Every pain and discomfort become much less of an obstacle because you realize your time of suffering is limited.

You learn to be grateful for the little things because you look at them as if they are already over. Like a shiny new teacup that is already broken. Each joy in life, no matter how small, is a blessing.

When we waste our time longing for tomorrow we miss the beauty that could have been found in today.

Life’s fleeting moments, the little pleasures, a sunrise, a friendly dog begging for a belly rub, colorful fall leaves, and the smell of fresh spring flowers, become more valuable.

Anicca or impermanence is understood in Buddhism as the first of three marks of existence, the other two being dukkha (suffering, pain, unsatisfactoriness) and anatta (non-self, non-soul, no essence).[4][3][6] – found on Wikipedia

Buddhism acknowledges that life is full of suffering it confronts it as just another part of life.

The Four Noble Truths, one of Buddhism’s many lists, talks about suffering, and it causes (craving, thirst, & desire). Our constant seeking for something outside ourselves can never bring us joy. Suffering is inevitable but the pain is optional.

Luckily there is another list, The Eightfold Path, filled with detailed instructions on how to be free from life’s miseries. Like an eight-step program for getting your life on track.

The Eightfold Path is the fourth Truth of the Four Noble Truths. Very basically, the truths explain the nature of our dissatisfaction with life.
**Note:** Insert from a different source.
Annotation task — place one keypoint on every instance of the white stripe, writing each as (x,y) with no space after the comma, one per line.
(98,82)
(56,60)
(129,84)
The Buddha taught that we must thoroughly understand the causes of our unhappiness in order to resolve it.

– More about The Eightfold Path on About Religion

By following The Eightfold Path we learn how to end our suffering, by stopping the eternal cycle of clinging and craving.

When I first started studying Buddhism I tackled The Eightfold Path like a checklist, marking off each step one by one. I’m not perfect and there are still days when I make mistakes but now I have memorized this list (I found a neat cheat sheet here on BuddhaWeb.org).

These teachings have changed my life and in many ways, I am still changing. My person is transient like a river constantly washed clean by new wisdom and experiences – breathing in impermanence.